Medical Mystery of the Week
You are on your emergency room elective and asked to examine a 62-year-old man
who was just admitted with severe (grade 8) precordial chest pain of three hours duration.
He has a history of hypertension, hypercholesterolemia, and type II diabetes melitus.
Your cardiac exam is normal except for a barely preceptable double impulse felt
medial to the left cardiac border. The patient's admitting EKG is shown below.
While you are dictating the results of your history and physical examination,
the patient's condition suddenly worsens. You rush to the bedside and find that his
systolic blood pressure is 100 mm Hg during inspiration and 120 mm Hg during expration.
DIAGNOSIS: Pulsus paradoxus in a patient with an acute anterior myocardial infarction
complicated by right ventricular rupture and tamponade.
Pulsus paradoxus is defined as a greater than 10mm Hg fall in systolic blood
pressure during inspiration.
Pulsus paradoxus is a misnormer in that it is not paradoxical but rather an
accentuation of the normal fall in systolic blood pressure that occurs during inspiration.
Normally, inspiratory expansion of the thorax decreases intrathoracic pressure, increases
right ventricular return, and delays/diminishes left ventricular return causing a
reflex increase in the pulse rate and a drop of ≤ 10 mm Hg in the systolic blood pressure.

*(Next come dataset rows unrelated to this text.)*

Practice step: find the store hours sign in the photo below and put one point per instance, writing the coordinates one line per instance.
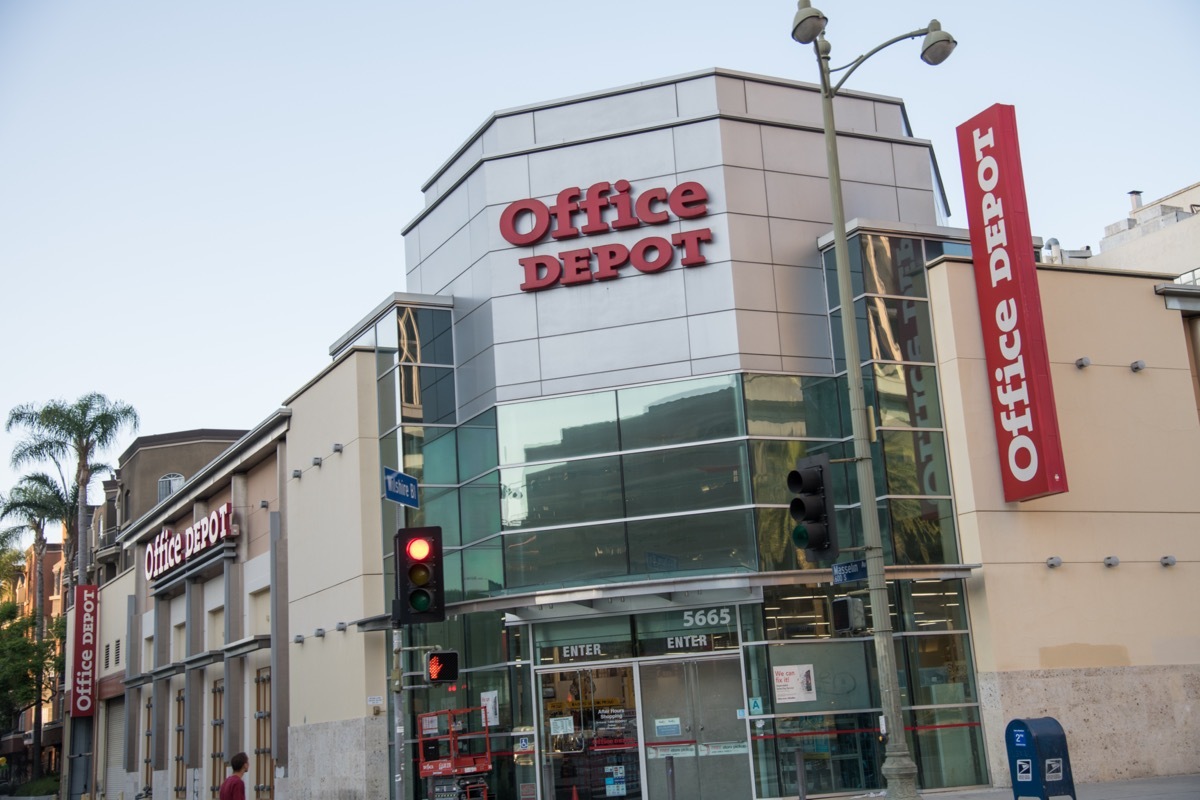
(606, 208)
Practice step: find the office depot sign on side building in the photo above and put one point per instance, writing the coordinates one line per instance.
(1011, 307)
(172, 548)
(601, 209)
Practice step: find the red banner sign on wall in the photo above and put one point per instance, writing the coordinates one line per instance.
(83, 662)
(1011, 307)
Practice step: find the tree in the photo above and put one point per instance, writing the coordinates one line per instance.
(22, 661)
(36, 501)
(57, 432)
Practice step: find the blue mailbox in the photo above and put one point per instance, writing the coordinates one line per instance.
(1037, 759)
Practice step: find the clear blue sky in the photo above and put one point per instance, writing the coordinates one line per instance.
(198, 198)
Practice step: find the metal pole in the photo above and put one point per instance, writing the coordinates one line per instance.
(399, 710)
(899, 770)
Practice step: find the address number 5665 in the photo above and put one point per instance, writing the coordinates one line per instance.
(707, 617)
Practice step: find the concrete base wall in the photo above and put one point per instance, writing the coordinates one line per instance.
(337, 761)
(1121, 722)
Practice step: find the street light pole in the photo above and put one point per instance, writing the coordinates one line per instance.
(899, 770)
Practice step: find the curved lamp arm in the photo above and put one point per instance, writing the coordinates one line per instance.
(821, 44)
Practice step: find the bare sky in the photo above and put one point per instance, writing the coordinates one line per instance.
(198, 198)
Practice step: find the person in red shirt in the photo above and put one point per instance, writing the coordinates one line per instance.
(233, 787)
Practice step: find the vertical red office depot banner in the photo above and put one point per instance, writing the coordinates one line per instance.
(1011, 307)
(83, 663)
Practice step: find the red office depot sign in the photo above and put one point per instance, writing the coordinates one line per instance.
(83, 662)
(171, 548)
(1011, 307)
(605, 208)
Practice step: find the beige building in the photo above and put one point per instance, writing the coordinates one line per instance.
(1111, 651)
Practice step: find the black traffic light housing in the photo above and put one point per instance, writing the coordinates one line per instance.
(420, 585)
(813, 509)
(442, 667)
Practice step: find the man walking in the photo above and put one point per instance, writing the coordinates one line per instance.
(233, 787)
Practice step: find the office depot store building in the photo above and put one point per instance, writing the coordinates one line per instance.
(621, 332)
(646, 337)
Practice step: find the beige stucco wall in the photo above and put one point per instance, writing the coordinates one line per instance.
(1108, 651)
(334, 551)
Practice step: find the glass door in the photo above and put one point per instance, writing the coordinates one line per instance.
(589, 733)
(693, 731)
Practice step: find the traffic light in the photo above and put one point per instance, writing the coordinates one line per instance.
(816, 522)
(442, 667)
(420, 588)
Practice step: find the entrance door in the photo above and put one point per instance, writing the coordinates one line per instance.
(589, 733)
(691, 729)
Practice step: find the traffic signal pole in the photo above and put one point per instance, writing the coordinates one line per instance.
(400, 709)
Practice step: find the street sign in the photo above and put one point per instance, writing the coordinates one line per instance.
(850, 571)
(400, 488)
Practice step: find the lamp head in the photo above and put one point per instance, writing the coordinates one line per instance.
(808, 24)
(937, 46)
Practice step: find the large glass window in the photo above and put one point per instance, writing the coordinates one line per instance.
(707, 476)
(477, 446)
(562, 427)
(678, 413)
(795, 405)
(562, 493)
(709, 542)
(565, 557)
(903, 395)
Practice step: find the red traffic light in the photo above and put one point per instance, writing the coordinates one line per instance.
(420, 589)
(419, 548)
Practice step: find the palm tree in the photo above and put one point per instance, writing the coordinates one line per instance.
(36, 501)
(59, 431)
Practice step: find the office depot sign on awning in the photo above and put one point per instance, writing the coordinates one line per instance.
(1011, 307)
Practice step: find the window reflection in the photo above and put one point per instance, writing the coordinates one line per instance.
(681, 411)
(549, 429)
(561, 493)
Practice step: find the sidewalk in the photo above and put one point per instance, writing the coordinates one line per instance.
(1181, 787)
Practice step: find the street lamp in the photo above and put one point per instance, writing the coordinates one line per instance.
(808, 28)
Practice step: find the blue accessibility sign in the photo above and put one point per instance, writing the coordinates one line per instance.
(850, 571)
(400, 488)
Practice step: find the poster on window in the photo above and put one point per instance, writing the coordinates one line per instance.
(795, 684)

In addition to cardiac tamponade, pulsus paradoxus may occur in conditions where
intrathoracic pressure swings are exaggerated or the right ventricle is distended
such as occurs in severe acute asthma or exaccerbations of chronic obstructive pulmonary
disease. Note that patients with cardiac tamponade may display Beck's triad (hypotension,
increased jugular venous pressure, and quiet heart sounds).
Echocardiographically guided pericardiocentesis followed by surgical repair
of the ruptured ventricle are the treatments of choice in patients with ventricular
free wall rupture and tamponade.
Note the Q waves in leads II, III, AVR, AVF, and V1-V4. ST segments are elevated in V2-V5. These findings are characteristic of an acute anterior lateral myocardial infarction. Weakening (ischemia) of the right ventricular wall prior to rupture accounted for the double impulse noted on admission of the presented case.